2019. február 15., péntek, 15:15
A few weeks after filing for self-administration, the tool machine manufacturer Schiess GmbH has taken the first steps on the way to a restructuring. In close cooperation with the relevant federal agency it has acquired the export licence for an important major order which can now be delivered. Order acquisition is running at full pelt and the creditors along with the shareholder are in support of the programme of reorganisation. Business is able to operate free of restrictions.
“Business is steady and we are now manufacturing again and supplying our customers with our customary level of quality”, Dr Robert Tobias of the ‘Restrukturierungspartner’ consultancy firm confirms. As the authorised representative, he is providing assistance to Dongyan Mei, the managing director. “To a major extent, this is due to the employees who have shown a high level of commitment. It is also important that our suppliers, banks and customers are giving us their full support and assisting our programme of reorganisation.”
Currently the workforce is preparing an approximately 160-tonne milling machine for transport to China for a major customer. The machine has been ready for several weeks and has been awaiting the issue of an export licence by BAFA (the Federal Office for Economic Affairs and Export Control) on which exports depend. This licence has now been granted. “This delivery will secure important sales for Schiess GmbH which will serve to further stabilise its financial situation”, according to the interim administrator, Prof. Lucas F. Flöther, who is overseeing the reorganisation in his role as representative of the interests of the creditors. “The contact with BAFA during recent weeks has been extraordinarily constructive.” Now another large machine has been completed and is at the yard awaiting an export licence which is likely to be issued within the next few days.
Parallel to this, Schiess GmbH has put every effort into acquiring new orders.

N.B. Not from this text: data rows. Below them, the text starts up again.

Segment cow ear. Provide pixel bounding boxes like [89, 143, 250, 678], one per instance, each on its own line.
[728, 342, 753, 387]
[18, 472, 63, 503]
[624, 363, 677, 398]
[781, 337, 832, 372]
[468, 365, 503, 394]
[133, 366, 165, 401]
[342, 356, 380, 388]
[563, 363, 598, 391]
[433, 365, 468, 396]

At present, talks are being held with a number of potential new customers who have indicated an interest in long-term cooperation. “We are communicating closely with some well-known German firms”, says Dr Tobias. “Our aim is to broaden the company’s customer base – particularly in the medium-size machine segment.”
The management is at present collaborating closely with customers, creditors and the employee representatives in order to work out a programme of reorganisation aimed at getting the company back on to a profitable footing by April. The shareholder and creditors’ committee are fully in favour of the reorganisation in self-administration. Possible reorganisation scenarios include some type of settlement with the creditors as well as an investment solution. Initial discussions with interested parties are already under way.
To involve the company’s design and planning office in the restructuring, Schiess Tech GmbH, whose head office is in Berlin, also applied for a self-administration procedure in early February. The relevant local court of Magdeburg has already given approval and has appointed Mr Dirk Becker of the solicitors Flöther und Wissing as interim administrator. Schiess Tech develops construction plans for machines which are then manufactured by Schiess GmbH. The wages and salaries of the 19 employees are secured through the insolvency payments.
Restructuring in self-administration provides a legal framework to allow the company to re-establish itself while still operating. This is permitted by insolvency law in cases where companies themselves become proactive in the event of economic problems and where there is sufficient scope for action in order to achieve a resolution. With self-administration, Schiess intends to complete the realignment commenced several months ago in order to safeguard its international competitiveness for the long term. This particularly includes making changes to the product portfolio. In future the focus is to be on innovative machines in the medium-large segment and retrofit business so as to achieve the constant utilisation of capacity. Against this, the less profitable and very capital-intensive major projects are to be cut back.